Aliyev, un pouvoir dynastique en Azerbaïdjan
Chaque jour, consciencieusement, l’agence de presse officielle d’Azerbaïdjan rend compte sur son site, de l’activité d’Ilham Aliyev et met en ligne des photos du président. Une routine éditoriale dans cette dictature du Caucase où aucune télévision ni radio indépendante n’émet depuis le territoire, et où tous les journaux critiques ont été fermés, constate l’association Reporters sans frontières.
Une gestion patrimoniale musclée de l’Azerbaïdjan qui repose sur un contrôle des élites et une captation des actifs économiques. En s’assurant ainsi qu’il n’y ait pas de fortunes concurrentes.
Népotisme
Ilham Aliyev règne depuis 2003 et a pris la suite de son père, Heydar. Un héritage construit dès 1993, deux ans après l’indépendance de l’ex-république soviétique par un papa qui géra, depuis 1944, sa carrière dans les entrelacs du KGB local.
En 2003, le fils est élu à la présidentielle avec près de 76,84% des voix, remplaçant ainsi son père malade. En 2008, Ilham Aliyev l’emporte avec 88,73% ; 85% en 2013, 86% en 2018 et 92,1% en 2024. Une stabilité que ne pourraient qu’envier des chefs d’Etat régulièrement désignés. En Azerbaïdjan « on se contente de convoquer une clientèle électorale, sévèrement encadrée » explique le journaliste français Régis Genté, basé à Tbilissi en Géorgie.
Un pays à disposition
Prévoyant, cet habile politique de 63 ans a désigné Mehriban Aliyeva à la vice-présidence de ce pays producteur de pétrole et de gaz. Celle-ci est son épouse et donc également « première dame ». Une jeune sexagénaire dont le clan semble avoir le vent en poupe et qui a changé un peu la nature d’une économie de prédation « mettant fin dans certaines provinces aux féodalités tenues par des oligarques placés par son époux, pour les remplacer par des gens en apparence plus éduqués, à l'occidentale souvent, mais dont la fonction est tout autant de faire perdurer le régime comme tel » précise Régis Genté. Elle est aussi à l’origine de la nomination du ministre de l’Economie et du patron du Fonds souverain. Le couple préparerait leur fils à la succession*.
Erdogan et Poutine
Sur le plan régional, « Aliyev a su s’appuyer sur un autre joueur, Erdogan, commente Régis Genté. Aliyev a gagné son soutien, y compris militaire, pour reprendre la province sécessionniste du Haut-Karabagh. Les deux hommes s'appellent volontiers « frères ». Avec Poutine, Aliyev manoeuvre sans le brusquer, en le neutralisant en quelque sorte, en gagnant à chaque pas le soutien d'Erdogan. »

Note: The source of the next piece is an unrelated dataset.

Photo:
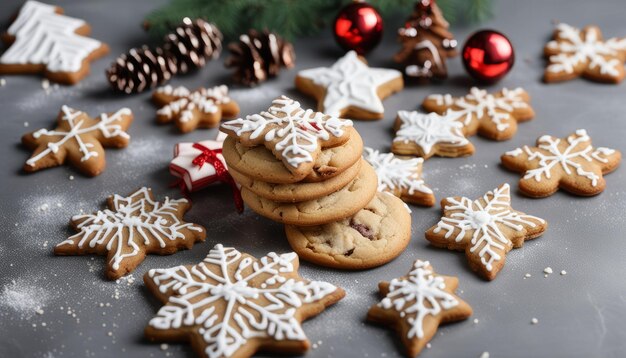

Les petits gestes entretiennent les relations. Ainsi avec Moscou lorsque Bakou mène campagne contre la France en Nouvelle-Calédonie et dans l’outre-mer. « De Paris, Ilham Aliyev attend la reconnaissance de ce qu'il considère être la légitimité de Bakou à contrôler le Haut-Karabagh » estime Régis Genté. Un présupposé pour la libération des otages français, Martin Ryan et Théo Clerc détenus par l’Azerbaïdjan ?
*Les Aliyev ont un fils et deux filles
Photo : visite d'un centre de loisirs par la famille Aliyev, le 18 avril 2025 ©Azertac.